MAURÍCIO SANTANA DIAS
de Buenos Aires

A Argentina viveu ontem um dia de sobressaltos. Depois de receber na tarde de quinta-feira uma nota do Banco Central brasileiro que garantia categoricamente a manutenção da banda cambial, na manhã seguinte o real passou a flutuar livremente.
A nova desvalorização do real coloca em risco vários setores da produção argentina, na medida em que aumenta a competitividade dos produtos brasileiros e inibe as exportações argentinas para o Brasil, seu principal sócio do Mercosul.
O presidente argentino, Carlos Menem, avançou a proposta de uma moeda única para a região, baseada na paridade com o dólar, como o peso. Na prática, uma dolarização.

Dificuldades
O ministro da Economia, Roque Fernández, alertou o presidente de que seria muito difícil fazer funcionar esse mecanismo, mas prometeu analisar a proposta.
O economista Roberto Lavagna, ex-secretário de Indústria e Comércio e atual presidente da Ecolatina, disse à Folha que "tudo é ainda muito provisório, e vai depender de como vai ficar o câmbio -ou se haverá inflação".
Lavagna sugere que os países do Mercosul adotem "restrições voluntárias às exportações" a fim de salvaguardar o comércio na região -tal como o que foi acertado entre os Estados Unidos e o Japão.
Lavagna salienta que esse seria um mecanismo transitório, e o menos traumático para as economias do bloco.

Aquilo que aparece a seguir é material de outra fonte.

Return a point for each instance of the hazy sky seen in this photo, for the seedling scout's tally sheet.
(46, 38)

Uma outra saída compensatória, pleiteada pela maioria dos empresários argentinos, seria a redução dos aportes patronais combinada a um aumento das tarifas alfandegárias -"um enorme retrocesso", na opinião do economista.

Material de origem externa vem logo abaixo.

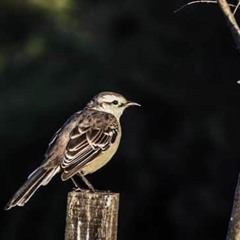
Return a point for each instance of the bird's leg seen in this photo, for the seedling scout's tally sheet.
(90, 186)
(76, 185)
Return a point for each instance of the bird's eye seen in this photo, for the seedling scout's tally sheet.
(115, 102)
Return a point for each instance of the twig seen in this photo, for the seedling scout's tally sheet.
(231, 21)
(236, 8)
(203, 1)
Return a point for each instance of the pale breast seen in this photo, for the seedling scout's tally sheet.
(103, 158)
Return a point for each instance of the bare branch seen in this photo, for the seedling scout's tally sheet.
(205, 1)
(236, 8)
(231, 21)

Consultado sobre o possível cenário brasileiro para a próxima semana, Lavagna disse esperar "uma reestruturação da dívida e a fixação de uma nova banda cambial, que deverá ficar entre R$ 1,50 e R$ 1,60 por dólar", descartando um hipotético "plano de convertibilidade brasileiro" -defendido, por exemplo, pelo economista e ex-ministro Domingo Cavallo.

A posição do governo
Funcionários do governo argentino não acreditam que a desvalorização do real vá ocasionar uma avalanche de produtos brasileiros em seu país.
O secretário de Política Macroeconômica, Rogelio Frigerio, assegurou que, por enquanto, o governo não vai tomar nenhuma medida preventiva contra a mudança da política cambial brasileira.

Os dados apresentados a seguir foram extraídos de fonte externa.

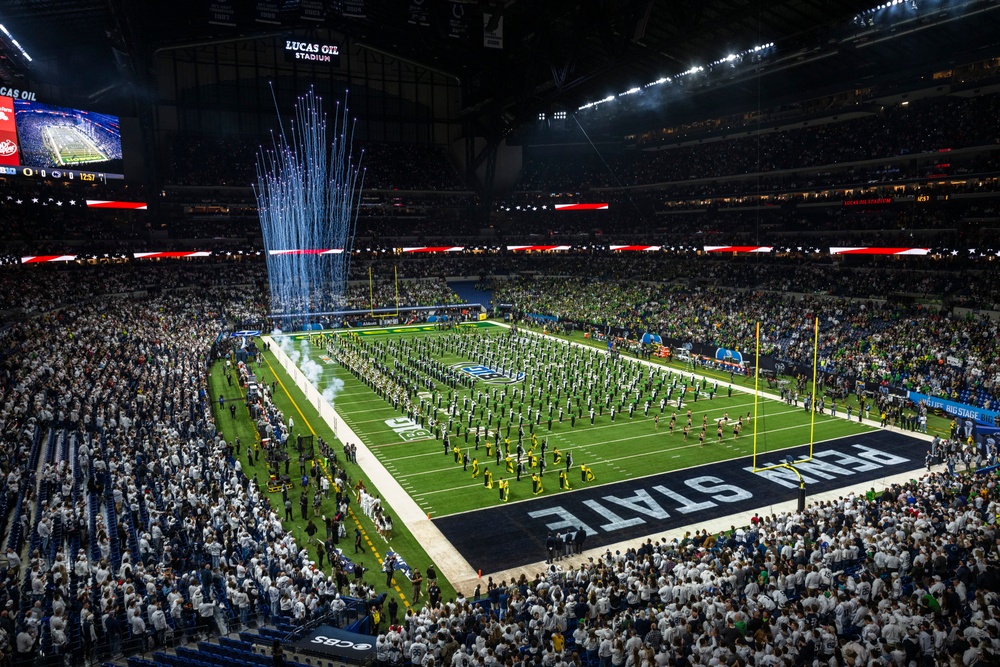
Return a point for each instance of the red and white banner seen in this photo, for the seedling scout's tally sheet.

"A experiência argentina diz que uma desvalorização nominal não implica uma melhora da competitividade; a Argentina se tornou muito mais competitiva quando fez a convertibilidade, e não quando desvalorizou", declarou Frigerio à Folha.
No entanto, caso a situação no Brasil se agrave e saia de controle, o secretário admitiu a necessidade de negociações entre os parceiros do Mercosul.
"Se se mantém esse quadro, e se houver uma avalanche, teremos que dialogar (ambos os governos) para que as relações comerciais do Mercosul não deteriorem", assegurou.
Indagado sobre a solicitação dos empresários, que pedem maior proteção ao governo, Frigerio disse que "qualquer alteração terá de ser analisada setor a setor, dentro dos acordos do Mercosul".

Euforia nas Bolsas
A despeito da onda de instabilidade e incerteza, o mercado financeiro argentino reagiu à situação com euforia, estimulado pela alta de 33,39% do Bovespa. O índice Merval registrou ontem uma subida de 12,26%.